Messy Mortgages
By INVESTOR'S BUSINESS DAILY | Posted Tuesday, June 17, 2008 4:20 PM PT
Scandal: A number of top Democrats have been caught with their hands in the cookie jar, suggesting corruption in the party linked to the recent home-mortgage meltdown. Will the mainstream media just ignore it?
Read More: Election 2008
The firing of Democrat insider and money-man Jim Johnson a week ago as head of Barack Obama's vice presidential search committee came as no surprise. Johnson, who served as chairman and CEO of Fannie Mae during much of Bill Clinton's presidency, was discovered to have received a favorable mortgage loan from Countrywide Financial's founder and CEO Angelo Mozilo.
This was bad enough. After all, Obama has railed specifically against Mozilo's company, accusing it of taking advantage of ignorant borrowers to make subprime loans it knew wouldn't be paid off and then selling the loans to the quasi-governmental Fannie Mae mortgage agency.
At one point, he even demonized Mozilo for "infecting the economy and helping to create a home foreclosure crisis."
Now it turns out that Johnson wasn't the only Democratic F.O.A. — friend of Angelo.
Sen. Chris Dodd of Connecticut, head of the Senate Banking Committee that oversees Countrywide, also was a recipient of Mozilo's mortgage largesse. So was Kent Conrad, the North Dakotan who chairs the Finance Committee and sits on the Budget Committee.
Both Dodd and Conrad, like Johnson, had potential clout in crafting legislation and regulations that would directly affect Countrywide's future. And both got favorable loans through Countrywide's now-infamous "V.I.P." program.

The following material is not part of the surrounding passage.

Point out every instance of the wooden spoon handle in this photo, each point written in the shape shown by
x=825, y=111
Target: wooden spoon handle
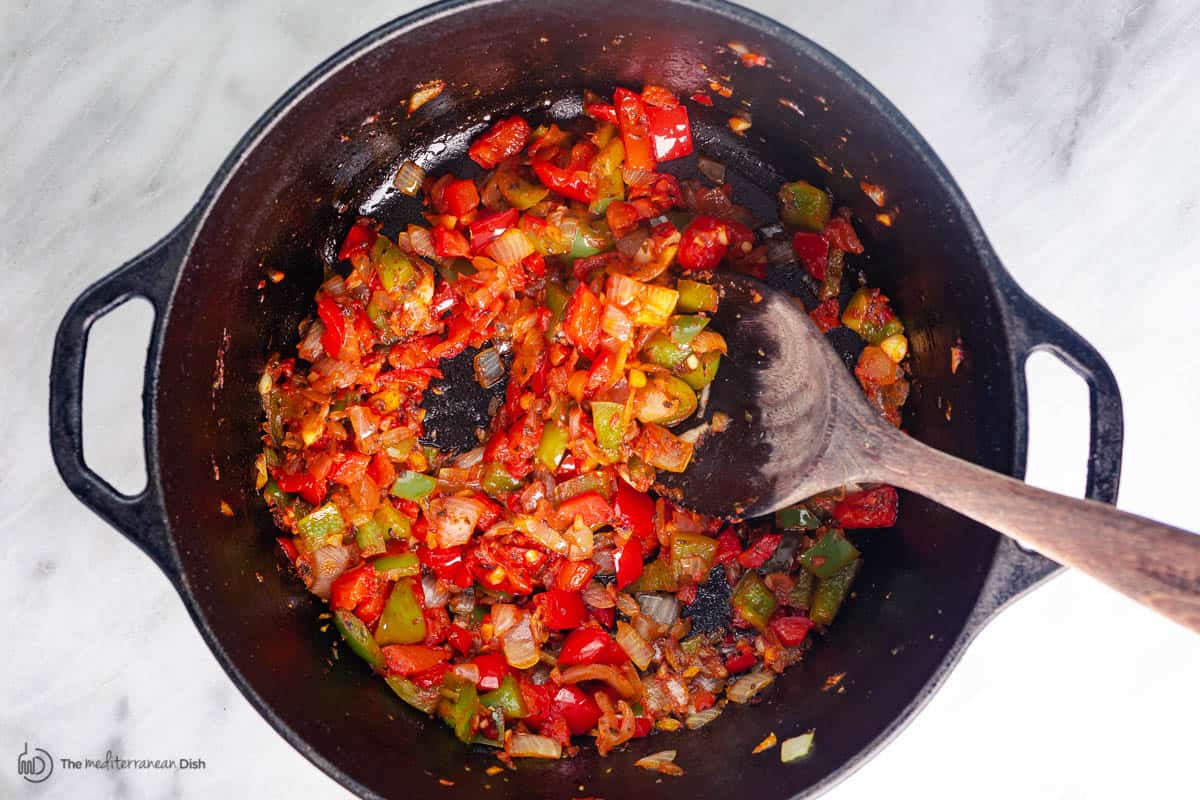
x=1155, y=564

Dodd's case is illustrative. He took out two mortgages with no closing costs attached, at fixed rates of 4.25% and 4.5%. Sound like something you'd get?
Conrad didn't even know Mozilo. But he phoned him anyway, and got a great deal: a low-interest, virtually no-cost loan to buy a $1 million beach getaway. Favoritism? No way, says Conrad.
Nor were Conrad and Dodd alone. Former Health and Human Services Secretary Donna Shalala and former U.N. ambassador and assistant Secretary of State Richard Holbrooke also benefited, as did one prominent Republican — former Secretary of Housing and Urban Development Alphonso Jackson.
Granted, both Shalala and Holbrooke had left public office when they got their deals. But it was reasonable for Mozilo to think they'd serve again in another Democratic administration.
And what, many wonder, was the quid pro quo for all this?
Just a month ago, in unusually harsh language, Dodd ripped into President Bush on the subprime mess and defended a $400 billion plan that would bail out the subprime lending industry — including Mozilo.
Friends of Angelo, indeed.
These sweetheart deals cry out for an investigation. Rep. Jeb Hensarling, R-Texas, does too. On Wednesday, he called for hearings to find out who in Congress got "preferential treatment" on mortgages with Countrywide, the nation's largest home lender.
The Democrats' initial response has been to stall. They hope the problem will disappear until after the election. Given the media's lack of curiosity so far — a small handful of news organizations, including our competitor, the Wall Street Journal, have pushed this story ahead — it looks like the Democrats might get their wish.
But the problem won't go away, and neither will we.
These revelations suggest that, at the very least, the Democratic Party is afflicted with a kind of corruption that taints all recent decisions on the subprime crisis. They need to investigate it fully, immediately and without prejudice — or risk having it blow up in their faces.